La méthanisation peut contribuer à l’autonomie des territoires, d'un point de vue énergétique et agricole, si elle s’appuie sur des pratiques agricoles vertueuses, en particulier à travers :

  • Une démarche d’économie circulaire locale, en s’intégrant dans les flux de biomasse du territoire (biodéchets par exemple) et en assurant une bonne concertation avec tous les acteurs concernés afin de garantir l’acceptation du projet et ne pas entrer en concurrence avec d’autres usages jugés prioritaires.
  • Une stricte non-concurrence avec l’alimentation, en s’assurant que la méthanisation reste au service des systèmes de production auxquels elle s’adosse et permette, voire facilite leur transition agroécologique. Des cultures intermédiaires, dites “à vocation énergétique” (CIVE), peuvent aussi servir d’intrant tout en offrant une couverture des sols entre deux cultures principales. Pourvu que l’ensemble du système agricole soit bien pensé en conséquence, celles-ci permettent de maîtriser l’impact sur la production alimentaire et d’offrir des services agro-écologiques pertinents pour la protection du sol, de l’eau et de la biodiversité ;  
  • La valorisation agronomique des digestats, en les substituant aux engrais de synthèse lorsqu’ils s’adaptent aux besoins des sols et des plantes, à la suite de post-traitements adaptés si nécessaire ;
  • La maîtrise des risques de pollution des sols, de l’air et de l’eau ainsi que des impacts sur la biodiversité à travers une opération et des substrats de qualité, , et des modalités de stockage et d’épandage du digestat adaptées.
  • La maximisation de l’efficacité énergétique et la minimisation des émissions de gaz à effet de serre sur l’ensemble du processus.

     

Travailler avec les entreprises : les enjeux du déploiement de la méthanisation

Dans le cadre de partenariats avec les entreprises, le WWF France engage directement les acteurs économiques pour les accompagner dans l’élaboration et l’application de critères de durabilité robustes pour le développement de la méthanisation. Cette démarche vise en particulier à confronter nos travaux aux réalités du monde économique et à contribuer à un essor vertueux des énergies renouvelables, en apportant une vision la plus holistique possible des enjeux et difficultés auxquels ces secteurs doivent faire face - notamment en matière de préservation de la biodiversité.
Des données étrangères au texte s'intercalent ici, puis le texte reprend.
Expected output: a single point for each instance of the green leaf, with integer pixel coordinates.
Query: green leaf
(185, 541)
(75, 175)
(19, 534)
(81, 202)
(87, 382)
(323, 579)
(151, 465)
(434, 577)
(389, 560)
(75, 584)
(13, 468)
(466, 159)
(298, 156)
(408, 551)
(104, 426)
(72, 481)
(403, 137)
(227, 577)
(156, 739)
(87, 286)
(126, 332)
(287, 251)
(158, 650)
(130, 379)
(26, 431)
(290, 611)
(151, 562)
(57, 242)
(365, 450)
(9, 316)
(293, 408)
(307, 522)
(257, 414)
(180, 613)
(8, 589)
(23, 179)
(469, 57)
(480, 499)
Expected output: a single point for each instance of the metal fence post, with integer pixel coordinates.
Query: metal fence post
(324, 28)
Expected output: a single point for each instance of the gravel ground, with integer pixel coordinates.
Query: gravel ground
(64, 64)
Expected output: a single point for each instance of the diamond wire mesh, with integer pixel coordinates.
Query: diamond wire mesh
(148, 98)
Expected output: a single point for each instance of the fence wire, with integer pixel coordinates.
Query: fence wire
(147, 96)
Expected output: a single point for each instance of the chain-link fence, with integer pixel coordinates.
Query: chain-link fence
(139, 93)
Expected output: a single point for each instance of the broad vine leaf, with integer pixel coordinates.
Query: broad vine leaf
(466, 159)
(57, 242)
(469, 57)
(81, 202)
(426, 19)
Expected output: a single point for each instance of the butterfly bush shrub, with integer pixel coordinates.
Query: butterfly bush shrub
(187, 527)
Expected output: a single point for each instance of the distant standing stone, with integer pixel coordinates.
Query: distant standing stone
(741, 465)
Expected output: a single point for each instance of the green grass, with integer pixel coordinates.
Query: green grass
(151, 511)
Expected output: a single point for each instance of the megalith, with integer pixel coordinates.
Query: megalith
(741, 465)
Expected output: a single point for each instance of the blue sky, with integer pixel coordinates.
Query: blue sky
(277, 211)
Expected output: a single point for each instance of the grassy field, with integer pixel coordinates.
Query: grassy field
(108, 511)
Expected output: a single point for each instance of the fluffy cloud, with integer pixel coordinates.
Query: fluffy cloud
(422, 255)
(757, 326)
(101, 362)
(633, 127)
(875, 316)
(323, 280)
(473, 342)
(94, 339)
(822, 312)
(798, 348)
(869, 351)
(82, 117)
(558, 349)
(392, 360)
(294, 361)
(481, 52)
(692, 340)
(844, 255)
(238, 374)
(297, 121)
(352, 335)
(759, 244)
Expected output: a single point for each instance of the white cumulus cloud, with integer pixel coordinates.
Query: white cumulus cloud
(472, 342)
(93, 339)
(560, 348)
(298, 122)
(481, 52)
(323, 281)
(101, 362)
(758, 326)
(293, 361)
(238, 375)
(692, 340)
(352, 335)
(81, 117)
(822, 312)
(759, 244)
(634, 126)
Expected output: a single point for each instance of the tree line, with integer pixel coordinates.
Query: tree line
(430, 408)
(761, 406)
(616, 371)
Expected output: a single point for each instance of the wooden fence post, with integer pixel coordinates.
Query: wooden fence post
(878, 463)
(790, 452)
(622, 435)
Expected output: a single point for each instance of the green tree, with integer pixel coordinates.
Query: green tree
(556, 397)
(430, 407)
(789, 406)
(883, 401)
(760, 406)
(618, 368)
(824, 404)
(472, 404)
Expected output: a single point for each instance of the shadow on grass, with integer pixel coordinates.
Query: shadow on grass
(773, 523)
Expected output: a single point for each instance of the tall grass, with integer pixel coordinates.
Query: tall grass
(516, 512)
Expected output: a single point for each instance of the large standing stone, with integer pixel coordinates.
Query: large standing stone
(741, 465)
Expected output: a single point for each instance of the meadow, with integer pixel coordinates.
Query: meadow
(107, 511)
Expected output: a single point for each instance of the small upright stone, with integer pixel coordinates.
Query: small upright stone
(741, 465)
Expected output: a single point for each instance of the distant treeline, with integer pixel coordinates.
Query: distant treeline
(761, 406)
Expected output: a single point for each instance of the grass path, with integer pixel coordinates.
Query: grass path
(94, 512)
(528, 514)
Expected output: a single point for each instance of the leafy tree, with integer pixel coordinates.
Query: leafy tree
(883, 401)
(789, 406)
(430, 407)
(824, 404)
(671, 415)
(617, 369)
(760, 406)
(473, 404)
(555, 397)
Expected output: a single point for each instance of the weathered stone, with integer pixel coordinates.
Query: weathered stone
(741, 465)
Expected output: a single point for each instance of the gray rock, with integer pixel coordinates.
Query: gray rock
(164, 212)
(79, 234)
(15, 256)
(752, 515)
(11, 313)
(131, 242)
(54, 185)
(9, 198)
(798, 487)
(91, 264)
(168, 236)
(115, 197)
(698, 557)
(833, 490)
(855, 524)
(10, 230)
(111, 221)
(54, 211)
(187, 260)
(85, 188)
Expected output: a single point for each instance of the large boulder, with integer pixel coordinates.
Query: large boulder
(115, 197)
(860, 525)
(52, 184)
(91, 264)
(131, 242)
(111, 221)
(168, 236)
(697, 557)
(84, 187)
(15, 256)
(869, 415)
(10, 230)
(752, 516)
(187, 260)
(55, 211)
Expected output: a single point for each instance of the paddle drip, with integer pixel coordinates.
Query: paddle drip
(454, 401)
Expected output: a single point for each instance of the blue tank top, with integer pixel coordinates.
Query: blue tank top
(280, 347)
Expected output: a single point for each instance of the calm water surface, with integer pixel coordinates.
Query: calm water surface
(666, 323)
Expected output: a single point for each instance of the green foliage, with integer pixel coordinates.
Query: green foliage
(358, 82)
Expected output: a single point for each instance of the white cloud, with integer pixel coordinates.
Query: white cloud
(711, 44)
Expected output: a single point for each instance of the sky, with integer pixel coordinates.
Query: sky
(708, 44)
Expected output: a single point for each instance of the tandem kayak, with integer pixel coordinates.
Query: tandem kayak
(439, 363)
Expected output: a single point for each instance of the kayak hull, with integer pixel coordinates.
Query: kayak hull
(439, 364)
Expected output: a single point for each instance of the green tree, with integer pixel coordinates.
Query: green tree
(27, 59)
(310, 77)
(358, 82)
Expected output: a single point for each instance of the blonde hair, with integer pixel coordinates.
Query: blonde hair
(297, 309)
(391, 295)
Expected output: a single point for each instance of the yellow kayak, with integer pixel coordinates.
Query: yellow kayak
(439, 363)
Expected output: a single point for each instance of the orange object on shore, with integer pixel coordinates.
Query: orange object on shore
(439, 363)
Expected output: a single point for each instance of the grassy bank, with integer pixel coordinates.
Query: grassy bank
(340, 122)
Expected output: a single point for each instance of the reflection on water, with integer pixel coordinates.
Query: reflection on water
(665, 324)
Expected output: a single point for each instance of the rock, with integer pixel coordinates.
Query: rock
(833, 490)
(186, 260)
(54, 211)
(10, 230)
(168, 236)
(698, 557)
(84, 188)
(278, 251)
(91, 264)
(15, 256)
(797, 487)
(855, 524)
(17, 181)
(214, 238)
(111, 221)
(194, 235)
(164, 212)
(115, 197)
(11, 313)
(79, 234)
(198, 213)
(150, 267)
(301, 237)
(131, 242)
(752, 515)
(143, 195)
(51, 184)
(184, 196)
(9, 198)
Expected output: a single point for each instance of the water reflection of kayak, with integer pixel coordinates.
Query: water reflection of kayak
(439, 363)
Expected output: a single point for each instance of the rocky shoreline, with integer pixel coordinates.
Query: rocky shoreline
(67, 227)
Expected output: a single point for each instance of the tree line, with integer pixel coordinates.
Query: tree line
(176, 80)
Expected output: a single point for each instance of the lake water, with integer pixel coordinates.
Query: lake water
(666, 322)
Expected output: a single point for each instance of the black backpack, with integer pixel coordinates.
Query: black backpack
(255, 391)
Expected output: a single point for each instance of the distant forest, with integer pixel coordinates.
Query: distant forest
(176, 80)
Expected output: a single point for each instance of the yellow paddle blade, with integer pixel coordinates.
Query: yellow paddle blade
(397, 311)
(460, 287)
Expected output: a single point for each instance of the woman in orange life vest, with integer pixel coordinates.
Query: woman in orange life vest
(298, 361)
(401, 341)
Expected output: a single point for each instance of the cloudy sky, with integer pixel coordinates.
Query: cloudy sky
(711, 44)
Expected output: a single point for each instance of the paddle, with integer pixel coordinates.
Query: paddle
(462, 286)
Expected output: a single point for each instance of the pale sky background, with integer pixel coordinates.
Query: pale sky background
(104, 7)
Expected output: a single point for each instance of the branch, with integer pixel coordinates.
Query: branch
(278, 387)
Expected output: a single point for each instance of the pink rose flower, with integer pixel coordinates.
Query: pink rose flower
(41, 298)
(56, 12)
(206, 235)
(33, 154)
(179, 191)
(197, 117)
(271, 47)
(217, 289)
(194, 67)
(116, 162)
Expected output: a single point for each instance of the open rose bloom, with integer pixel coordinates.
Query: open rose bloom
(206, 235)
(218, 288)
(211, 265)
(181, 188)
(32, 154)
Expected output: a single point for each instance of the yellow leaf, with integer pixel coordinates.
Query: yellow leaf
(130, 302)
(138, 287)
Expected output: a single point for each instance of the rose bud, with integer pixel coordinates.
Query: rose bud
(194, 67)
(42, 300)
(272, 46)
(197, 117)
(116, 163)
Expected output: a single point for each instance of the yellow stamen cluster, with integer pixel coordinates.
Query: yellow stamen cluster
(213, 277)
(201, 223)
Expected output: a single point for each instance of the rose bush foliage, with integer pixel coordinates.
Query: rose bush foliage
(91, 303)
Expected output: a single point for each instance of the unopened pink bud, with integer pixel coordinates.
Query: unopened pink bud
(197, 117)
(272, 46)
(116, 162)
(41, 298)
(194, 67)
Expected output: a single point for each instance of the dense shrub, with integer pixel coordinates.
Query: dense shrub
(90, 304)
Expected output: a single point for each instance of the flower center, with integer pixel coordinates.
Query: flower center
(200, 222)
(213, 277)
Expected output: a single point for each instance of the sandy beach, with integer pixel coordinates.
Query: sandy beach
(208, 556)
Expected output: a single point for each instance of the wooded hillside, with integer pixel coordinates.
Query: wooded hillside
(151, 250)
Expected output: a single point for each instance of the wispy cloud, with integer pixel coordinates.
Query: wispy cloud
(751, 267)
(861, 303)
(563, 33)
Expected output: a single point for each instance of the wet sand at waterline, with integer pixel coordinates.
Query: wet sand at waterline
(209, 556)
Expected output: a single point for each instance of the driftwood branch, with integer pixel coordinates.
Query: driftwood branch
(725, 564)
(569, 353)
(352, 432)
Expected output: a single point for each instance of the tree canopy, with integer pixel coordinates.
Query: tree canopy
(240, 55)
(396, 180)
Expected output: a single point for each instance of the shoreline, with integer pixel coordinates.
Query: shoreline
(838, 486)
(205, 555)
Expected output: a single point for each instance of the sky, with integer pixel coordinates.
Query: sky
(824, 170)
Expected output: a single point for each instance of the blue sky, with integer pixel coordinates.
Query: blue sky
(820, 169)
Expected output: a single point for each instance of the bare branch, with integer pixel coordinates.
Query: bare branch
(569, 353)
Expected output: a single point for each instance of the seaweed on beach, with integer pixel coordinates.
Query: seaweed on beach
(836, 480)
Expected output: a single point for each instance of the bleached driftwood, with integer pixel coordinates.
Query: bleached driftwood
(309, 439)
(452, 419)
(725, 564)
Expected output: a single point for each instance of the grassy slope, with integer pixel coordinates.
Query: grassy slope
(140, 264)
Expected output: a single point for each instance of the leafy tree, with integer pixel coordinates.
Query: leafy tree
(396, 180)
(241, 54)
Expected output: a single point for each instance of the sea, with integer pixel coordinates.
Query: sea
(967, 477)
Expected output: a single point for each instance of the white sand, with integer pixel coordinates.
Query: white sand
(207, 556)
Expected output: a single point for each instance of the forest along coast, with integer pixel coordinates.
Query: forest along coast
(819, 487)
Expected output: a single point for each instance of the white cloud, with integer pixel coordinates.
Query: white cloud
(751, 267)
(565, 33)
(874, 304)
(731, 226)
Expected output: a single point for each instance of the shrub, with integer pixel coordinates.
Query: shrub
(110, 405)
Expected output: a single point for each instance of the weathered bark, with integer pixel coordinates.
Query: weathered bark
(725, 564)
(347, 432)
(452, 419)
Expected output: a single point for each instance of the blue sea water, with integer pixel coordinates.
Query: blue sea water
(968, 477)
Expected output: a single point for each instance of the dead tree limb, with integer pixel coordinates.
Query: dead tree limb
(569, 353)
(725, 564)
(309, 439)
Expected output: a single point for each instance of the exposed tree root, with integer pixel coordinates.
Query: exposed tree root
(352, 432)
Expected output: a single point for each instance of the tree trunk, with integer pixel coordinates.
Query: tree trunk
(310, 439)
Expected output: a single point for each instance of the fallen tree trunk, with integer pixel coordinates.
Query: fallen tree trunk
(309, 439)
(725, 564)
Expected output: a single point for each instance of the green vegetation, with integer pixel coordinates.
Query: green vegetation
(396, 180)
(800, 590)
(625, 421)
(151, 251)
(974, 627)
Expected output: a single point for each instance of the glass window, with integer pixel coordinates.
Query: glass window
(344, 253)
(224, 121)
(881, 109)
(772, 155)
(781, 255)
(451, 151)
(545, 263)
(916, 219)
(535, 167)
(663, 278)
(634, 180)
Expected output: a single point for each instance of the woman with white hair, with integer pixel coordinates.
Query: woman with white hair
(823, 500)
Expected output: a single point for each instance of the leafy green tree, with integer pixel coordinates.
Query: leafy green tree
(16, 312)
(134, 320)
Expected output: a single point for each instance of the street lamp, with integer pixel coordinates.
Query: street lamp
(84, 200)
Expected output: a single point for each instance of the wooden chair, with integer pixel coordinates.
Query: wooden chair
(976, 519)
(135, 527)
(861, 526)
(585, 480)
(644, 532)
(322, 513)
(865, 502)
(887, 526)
En 2018, le WWF France a initié un partenariat avec GRDF, principal distributeur de gaz en France. Cette collaboration a amené, entre autres, à la définition d’un cadre de durabilité de la méthanisation agricole partiellement synthétisé dans la section précédente et détaillé dans un rapport publié en mars 2020 intitulé “méthanisation agricole, quelles conditions de durabilité de la filière en France ?”. Plus récemment, un point de situation a été réalisé en analysant les évolutions de la filière au regard des “quatres recommandations pour un passage à l’échelle soutenable” formulées dans le rapport précité. Cette étude a fait l’objet d’une publication en février 2024 (“durabilité de la méthanisation agricole : défis et opportunités”).

En parallèle, le WWF France a engagé fin 2022 une collaboration avec Air Liquide Biogas Solutions, une filiale du groupe Air Liquide dédiée à la production et valorisation de biométhane. L’objectif de cette coopération est de définir un cadre de durabilité pour la production de biométhane pour un acteur industriel, au-delà des cadres réglementaires existants. Pour cela, le WWF France et Air Liquide Biogas Solutions ont organisé des groupes de travail rassemblant plusieurs experts du secteur, afin d’établir des principes, des critères et un ensemble d’indicateurs permettant de cadrer et évaluer la durabilité des projets de l’entreprise. Les contours et les conclusions de ce projet sont accessibles sur un document de synthèse publié par Air Liquide.